Synopses & Reviews
In The Climate War
, Eric Pooley—deputy editor of Bloomberg BusinessWeek
—does for global warming what Bob Woodward did for presidents and Lawrence Wright did for terrorists. In this epic tale of an American civil war, Pooley takes us behind the scenes and into the hearts and minds of the most important players in the struggle to cap global warming pollution—a fight in which trillions of dollars and the fate of the planet are at stake.
Why has it been so hard for America to come to grips with climate change? Why do so many people believe it isn't really happening? As President Obama’s science advisor John Holdren has said, “We’re driving in a car with bad brakes in a fog and heading for a cliff. We know for sure that cliff is out there. We just don’t know exactly where it is. Prudence would suggest that we should start putting on the brakes.” But powerful interests are threatened by the carbon cap that would speed the transition to a clean energy economy, and their agents have worked successfully to deny the problem and delay the solutions.
To write this book, Pooley, the former managing editor of Fortune and chief political correspondent for Time, spent three years embedded with an extraordinary cast of characters: from the flamboyant head of one of the nation's largest coal-burning energy companies to the driven environmental leader who made common cause with him, from leading scientists warning of impending catastrophe to professional skeptics disputing almost every aspect of climate science, from radical activists chaining themselves to bulldozers to powerful lobbyists, media gurus, and advisors in Obama's West Wing—and, to top it off, unprecedented access to former Vice President Al Gore and his team of climate activists.
Pooley captures the quiet determination and even heroism of climate campaigners who have dedicated their lives to an uphill battle that’s still raging today. He asks whether we have what it takes to preserve our planet’s habitability, and shows how America’s climate war sends shock waves from Bali to Copenhagen. No other reporter enjoys such access to this cast of characters. No other book covers this terrain. From the trenches of a North Carolina power plant to the battlefields of Capitol Hill, Madison Avenue, and Wall Street, The Climate War is the essential read for anyone who wants to understand the players and politics behind the most important issue we face today.
When Al Gore won the 2007 Nobel Prize, the battle over global warming changed arenas--from the scientific to the political. The central battle wasn't about whether to act, but about how to act in time--without driving up energy prices and crippling American industry. Since then, the Arctic sea ice has melted and the global economy has crumbled, widening the perilous gulf between what our scientists insist is necessary and what our politicians say is possible. And one journalist has had a ringside seat. In Climate Wars, Eric Pooley presents the first-ever narrative of the American campaign to save the planet, a gripping story of the most important political battle of this generation--one that has taken place largely out of sight of the public and even the media. Through his access to Al Gore as well as to all of the most important players, from environmental leaders, grassroots activists, and scientists to members of Congress and corporate CEOs, Pooley lays bare the politics that will either chew up and spit out meaningful action or--miraculously--allow it to happen.
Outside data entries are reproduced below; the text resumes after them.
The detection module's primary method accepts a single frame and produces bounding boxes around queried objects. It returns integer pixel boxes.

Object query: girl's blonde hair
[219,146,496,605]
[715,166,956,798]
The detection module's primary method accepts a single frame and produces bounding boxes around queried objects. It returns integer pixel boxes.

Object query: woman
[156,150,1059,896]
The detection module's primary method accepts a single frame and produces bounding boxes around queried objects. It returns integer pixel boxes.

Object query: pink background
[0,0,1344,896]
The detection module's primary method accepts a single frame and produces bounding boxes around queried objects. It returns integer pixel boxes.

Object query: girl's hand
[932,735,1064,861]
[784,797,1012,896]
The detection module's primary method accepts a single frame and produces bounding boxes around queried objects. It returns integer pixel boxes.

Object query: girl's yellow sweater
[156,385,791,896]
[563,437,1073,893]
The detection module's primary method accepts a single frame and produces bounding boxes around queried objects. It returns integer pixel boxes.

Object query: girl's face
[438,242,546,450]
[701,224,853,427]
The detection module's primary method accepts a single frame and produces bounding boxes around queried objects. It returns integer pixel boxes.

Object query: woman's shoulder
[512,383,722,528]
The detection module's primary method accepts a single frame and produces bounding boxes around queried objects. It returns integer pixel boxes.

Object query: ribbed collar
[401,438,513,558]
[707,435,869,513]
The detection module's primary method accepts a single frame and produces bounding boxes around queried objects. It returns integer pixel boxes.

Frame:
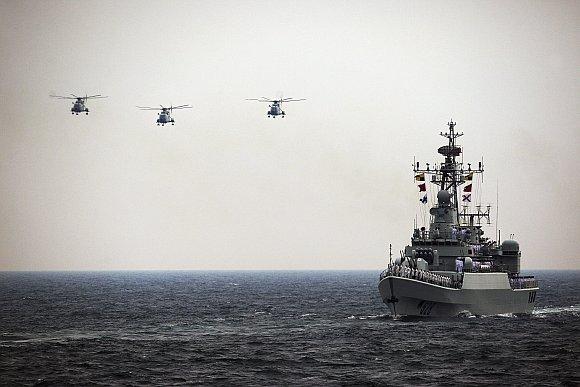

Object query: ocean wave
[532,305,580,317]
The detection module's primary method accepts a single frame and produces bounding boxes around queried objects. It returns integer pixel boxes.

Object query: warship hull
[379,273,538,317]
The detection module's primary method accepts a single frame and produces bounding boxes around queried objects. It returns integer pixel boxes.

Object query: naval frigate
[379,120,539,317]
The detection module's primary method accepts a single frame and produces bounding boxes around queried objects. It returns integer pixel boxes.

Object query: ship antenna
[495,178,501,245]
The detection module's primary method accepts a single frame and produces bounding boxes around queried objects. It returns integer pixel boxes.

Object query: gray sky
[0,0,580,270]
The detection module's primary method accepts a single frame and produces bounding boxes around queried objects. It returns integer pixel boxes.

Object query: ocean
[0,271,580,386]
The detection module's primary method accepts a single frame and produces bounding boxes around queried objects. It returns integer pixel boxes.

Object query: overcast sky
[0,0,580,270]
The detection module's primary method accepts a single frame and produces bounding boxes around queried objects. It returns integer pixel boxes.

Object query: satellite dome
[437,190,451,204]
[463,257,473,271]
[417,258,429,270]
[501,239,520,251]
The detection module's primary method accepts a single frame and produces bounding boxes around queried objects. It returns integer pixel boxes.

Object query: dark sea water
[0,271,580,385]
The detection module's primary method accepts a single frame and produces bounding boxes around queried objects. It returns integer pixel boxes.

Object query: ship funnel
[437,190,451,205]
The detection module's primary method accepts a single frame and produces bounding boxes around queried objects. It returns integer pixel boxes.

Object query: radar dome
[437,190,451,204]
[417,258,429,270]
[501,239,520,251]
[463,257,473,271]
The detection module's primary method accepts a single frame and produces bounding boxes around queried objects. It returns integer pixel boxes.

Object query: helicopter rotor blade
[85,94,109,99]
[49,94,76,99]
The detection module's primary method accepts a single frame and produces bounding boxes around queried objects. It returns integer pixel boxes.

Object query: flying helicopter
[246,97,306,118]
[51,94,107,115]
[137,105,193,126]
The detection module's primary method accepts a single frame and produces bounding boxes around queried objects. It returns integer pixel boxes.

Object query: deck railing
[380,264,463,289]
[510,276,538,289]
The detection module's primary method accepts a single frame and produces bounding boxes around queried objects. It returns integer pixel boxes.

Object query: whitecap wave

Pooley presents the first-ever narrative of the American campaign to save the planet, a gripping story of the most important political battle of this generation--one that has taken place largely out of sight of the public and even the media.
About the Author
Eric Pooley is a well-known expert on climate politics. A contributor to Time, Slate, and other magazines, he has served as managing editor of Fortune, editor of Time Europe, and national editor and chief political correspondent of Time. He has written Time cover profiles of Bill Clinton, Al Gore, George W. Bush, Kenneth Starr, Rudolph Giuliani, and Rupert Murdoch, among many others. In 1996, as Time's White House correspondent, his coverage of the Clinton re-election campaign received the Gerald R. Ford Prize for Distinguished Reporting on the Presidency. He co-edited Time's National Magazine Award-winning special issue on the terrorist attacks of September 11, 2001, and he has also been a finalist for National Magazine Awards as both an editor and writer. In 2008 he was a Fellow at Harvard's Kennedy School of Government, where he studied press coverage of the climate crisis, and he has appeared as an expert commentator on Nightline, Charlie Rose, CBS Evening News, NBC Nightly News, PBS Frontline, Anderson Cooper 360, All Things Considered, and many other programs.